À Radisson, ces conditions créent de la jalousie.

Diane Guillemette, conseillère des relations avec le milieu en est consciente. Mais la société fonctionne ainsi depuis 35 ans et ne peut pas «forcer ses employés» à vivre sur place, dit-elle.

Développer le tourisme

Radisson vit quand même d'espoir. Une étude de faisabilité est en cours au sujet de la construction d'une route menant de Radisson à Poste-de-la-Baleine (Kuujjuarapik, en inuit ou Whapmagoostui, en cri), où le gouvernement Charest envisageait de mettre en place un port en eau profonde dans le cadre de son Plan Nord. «La réalisation de cette route désenclaverait la région et ouvrirait la voie à plusieurs projets miniers», relate M. Lacour. Par exemple, celui de Duncan Lake, un dépôt de fer exploré par Century Iron Mines. Mais cela ne se fera pas avant 7 ou 10 ans.

La Corporation de développement économique a été remise sur pied en mars 2012, après six ans d'inactivité. Normand Lacour tente un rapprochement avec les communautés autochtones pour développer le tourisme et attirer des étudiants à l'école secondaire de Radisson. Il entend aussi convaincre les minières d'utiliser davantage la route et l'aéroport La Grande pour transporter leurs marchandises au Nunavik.

De son côté, Denis Dufour tente de convaincre Québec de faire passer le statut de Radisson de localité à municipalité, ce qui lui permettrait de gérer elle-même ses demandes de subvention et éventuellement d'élargir son assiette fiscale.

Au moins 75 M$ pour réparer la route

Pour gérer la route de la Baie-James, longue de 710 km, la Société de développement de la Baie-James dispose en 2012 du même budget qu'en 1997.

«Nous n'avons pas les moyens d'acheter du sel pour cet hiver», relate le pdg de la SDBJ, Raymond Thibault, qui a dû faire une demande de subvention spéciale au ministère des Transports.

La route n'a plus de lignes de séparation, ses panneaux de signalisation sont usés, et elle est carrément dangereuse dans les 200 premiers kilomètres, en partant de Matagami, dit-il. «La sécurité du public est remise en cause», affirme-t-il en entrevue à Les Affaires.

Pour réduire le danger, la SDBJ a besoin d'au moins 2 millions de dollars cette année. Mais pour une réfection minimale, il lui faut 75 M$ pour les cinq prochaines années.

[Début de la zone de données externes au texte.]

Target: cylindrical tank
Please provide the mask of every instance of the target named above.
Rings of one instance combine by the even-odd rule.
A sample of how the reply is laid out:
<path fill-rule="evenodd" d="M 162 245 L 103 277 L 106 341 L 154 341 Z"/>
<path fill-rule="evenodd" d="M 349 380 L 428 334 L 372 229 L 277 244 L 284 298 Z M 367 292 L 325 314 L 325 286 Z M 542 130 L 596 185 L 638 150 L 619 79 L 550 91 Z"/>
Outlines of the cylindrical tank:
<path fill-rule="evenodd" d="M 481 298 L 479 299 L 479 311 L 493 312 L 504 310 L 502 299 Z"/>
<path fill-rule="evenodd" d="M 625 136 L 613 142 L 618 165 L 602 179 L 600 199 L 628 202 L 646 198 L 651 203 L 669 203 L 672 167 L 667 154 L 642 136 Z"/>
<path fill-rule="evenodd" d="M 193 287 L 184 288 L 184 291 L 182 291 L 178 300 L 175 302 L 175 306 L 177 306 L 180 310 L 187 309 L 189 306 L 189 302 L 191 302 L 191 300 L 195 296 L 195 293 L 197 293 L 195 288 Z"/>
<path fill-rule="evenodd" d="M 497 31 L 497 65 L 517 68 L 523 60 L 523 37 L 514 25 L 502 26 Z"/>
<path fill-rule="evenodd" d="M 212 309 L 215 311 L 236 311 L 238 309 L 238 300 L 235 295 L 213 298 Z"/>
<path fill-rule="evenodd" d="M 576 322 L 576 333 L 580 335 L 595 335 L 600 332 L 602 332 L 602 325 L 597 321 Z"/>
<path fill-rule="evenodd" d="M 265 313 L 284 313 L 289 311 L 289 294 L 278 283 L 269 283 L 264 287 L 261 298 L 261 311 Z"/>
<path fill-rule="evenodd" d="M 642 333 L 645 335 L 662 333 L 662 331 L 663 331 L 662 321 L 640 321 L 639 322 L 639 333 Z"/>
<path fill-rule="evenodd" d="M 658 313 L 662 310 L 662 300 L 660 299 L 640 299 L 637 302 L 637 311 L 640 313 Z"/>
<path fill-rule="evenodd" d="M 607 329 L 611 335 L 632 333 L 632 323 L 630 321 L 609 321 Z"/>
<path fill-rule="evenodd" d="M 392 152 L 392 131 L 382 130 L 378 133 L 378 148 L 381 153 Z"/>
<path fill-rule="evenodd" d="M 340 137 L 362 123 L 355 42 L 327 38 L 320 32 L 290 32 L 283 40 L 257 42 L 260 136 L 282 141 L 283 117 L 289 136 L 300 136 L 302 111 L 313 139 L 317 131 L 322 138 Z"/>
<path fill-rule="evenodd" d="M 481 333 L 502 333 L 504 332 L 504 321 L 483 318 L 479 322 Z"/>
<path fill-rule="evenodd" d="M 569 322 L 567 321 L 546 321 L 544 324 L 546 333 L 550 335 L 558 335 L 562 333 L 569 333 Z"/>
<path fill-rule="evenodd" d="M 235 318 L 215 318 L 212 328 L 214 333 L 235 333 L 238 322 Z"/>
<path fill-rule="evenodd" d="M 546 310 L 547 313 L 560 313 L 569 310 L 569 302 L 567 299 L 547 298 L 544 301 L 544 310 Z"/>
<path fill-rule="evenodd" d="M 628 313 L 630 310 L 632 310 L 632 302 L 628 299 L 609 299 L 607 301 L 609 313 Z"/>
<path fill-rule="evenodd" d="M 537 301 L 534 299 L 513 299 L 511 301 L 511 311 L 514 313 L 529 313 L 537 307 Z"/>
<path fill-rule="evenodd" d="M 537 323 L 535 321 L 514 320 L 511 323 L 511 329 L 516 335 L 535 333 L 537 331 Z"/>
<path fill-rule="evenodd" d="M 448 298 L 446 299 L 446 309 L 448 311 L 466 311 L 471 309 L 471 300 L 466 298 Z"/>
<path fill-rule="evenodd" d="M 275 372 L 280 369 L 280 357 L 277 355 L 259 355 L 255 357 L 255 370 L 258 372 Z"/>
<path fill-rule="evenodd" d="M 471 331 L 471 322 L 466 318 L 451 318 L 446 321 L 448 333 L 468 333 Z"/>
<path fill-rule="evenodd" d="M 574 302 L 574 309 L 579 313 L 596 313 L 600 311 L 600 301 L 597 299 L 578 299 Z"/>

La route est financée par Hydro- Québec, mais elle ne lui appartient pas. La société d'État ne veut plus investir d'argent supplémentaire, car elle n'est plus de facto la seule à s'en servir. La route dessert maintenant 11 000 habitants, dont certains de villages cris qui n'y étaient pas reliés auparavant, de même que des entreprises minières et leurs fournisseurs.

N'étant pas considérée comme une route selon la Loi sur la voirie et la Loi sur le ministère des Transports, la route n'est pas admissible aux fonds d'infrastructures fédéral-provincial.

Hydro-Québec compte «moins d'une dizaine» de résidents de Radisson sur un total de 1 000 employés aux différentes installations de la Grande Rivière, confirme la conseillère Diane Guillemette.